If chapter 11, “The Unwelcome Fellow Traveler,” is the salvation chapter, then chapter 12, “Shasta in Narnia,” is the sacramental chapter.

“I see,” said Shasta to himself. “Those are the big mountains between Archenland and Narnia. I was on the other side of them yesterday. I must have come through the pass in the night. What luck that I hit it!—at least it wasn’t luck at all really, it was Him. And now I’m in Narnia.”

Chapter 12 “Shasta in Narnia”

After Shasta’s transformational encounter with Aslan on the highest peaks in Archenland, he is now ready to become a true Narnian. How does that happen? Through the waters of baptism and the fellowship at the Lord’s table.1

At first, Shasta wonders if his meeting the Lion was a dream, but then he sees a large paw print filling with water and becoming a stream flowing down the mountain. Shasta drinks and dips his face into the water that was “extremely cold, and clear as glass, and refreshed him very much.” This is his moment of baptism after his salvation experience.

The waters of baptism are a central theme throughout Narnia. In The Lion, the Witch and the Wardrobe, all the water has been frozen by the White Witch’s power. The arrival of Aslan means the return of flowing water. Similarly, in Prince Caspian, Lucy and Susan watch the river god, at the command of Aslan, bring down the bridge and free the river at Beruna.
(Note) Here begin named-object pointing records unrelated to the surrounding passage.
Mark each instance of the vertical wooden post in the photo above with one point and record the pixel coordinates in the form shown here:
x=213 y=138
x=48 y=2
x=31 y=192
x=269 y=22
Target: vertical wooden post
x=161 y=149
Pools of water lead to new worlds in The Magician’s Nephew. In The Silver Chair, Aslan tells a thirsty Jill, “There is no other stream,” besides the one the Lion was standing at in Aslan’s Country. Later, Caspian is resurrected when Eustace pierces Aslan’s paw, and a drop of blood falls into the river and flows over the once dead king of Narnia.

In The Last Battle, which Lewis said is about the Antichrist, we see a perversion of baptism. Shift the Ape convinces the Puzzle the Donkey to pull a lion skin out of the pool and use it to fake a transformation and new identity.

Baptism may be most explicit in The Voyage of the Dawn Treader. Some have argued that it directly epitomizes baptism, and the whole Narnia series encapsulates the seven sacraments of the Catholic and Anglican Church. The journey begins with Edmund, Lucy, and Eustace plunging into the water. Eustace’s undragoning concludes with Aslan placing him in a pool.